Belgian writer and journalist (1964–2026)

Sophie Flamand (6 November 1964 – 14 April 2026) was a Belgian writer and journalist.

==Early life and career==
Born in Liège on 6 November 1964, Flamand attended the Université libre de Bruxelles and became deputy director of the cultural center in Woluwe-Saint-Lambert at the request of mayor Georges Désir. She also directed the nonprofit organization "Le pied de la Lettre" until 2009. She notably wrote for magazines such as BoDoï, Casemate, and ActuaBD. In 2003, she hosted an exhibition for the 50th anniversary of the Martine series. She then contributed to the albums L'Album de l'année : bricoler, lire, découvrir, cuisiner, jouer, Mon livre jeux Martine, and Martine visite Bruxelles, published by Casterman, the last of which served as a children's guidebook of Brussels. In 2013, she published Fusion, prefaced by Jean Van Hamme. She then wrote Mission et omissions and La Journée d'une femme, included in the "Opuscule" collection in 2024.

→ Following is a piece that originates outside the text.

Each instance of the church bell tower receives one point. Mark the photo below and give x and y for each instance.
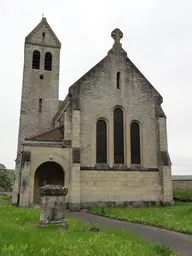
(40, 89)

Flamand published a two-part series titled Les Mantes religieuses alongside her husband, Bernard Swynsen, and illustrator Christian Paty. The first installment, L’Évasion de l’araignée, was published in 2022, with the second, La Stratégie de l’araignée in 2023. The series was praised by Zoo magazine.

==Personal life and death==
Flamand was married to comic book author Bernard Swynsen, with whom she had three daughters: Capucine, Cléo, and Fanny.

Flamand died in Ramillies on 14 April 2026, at the age of 61.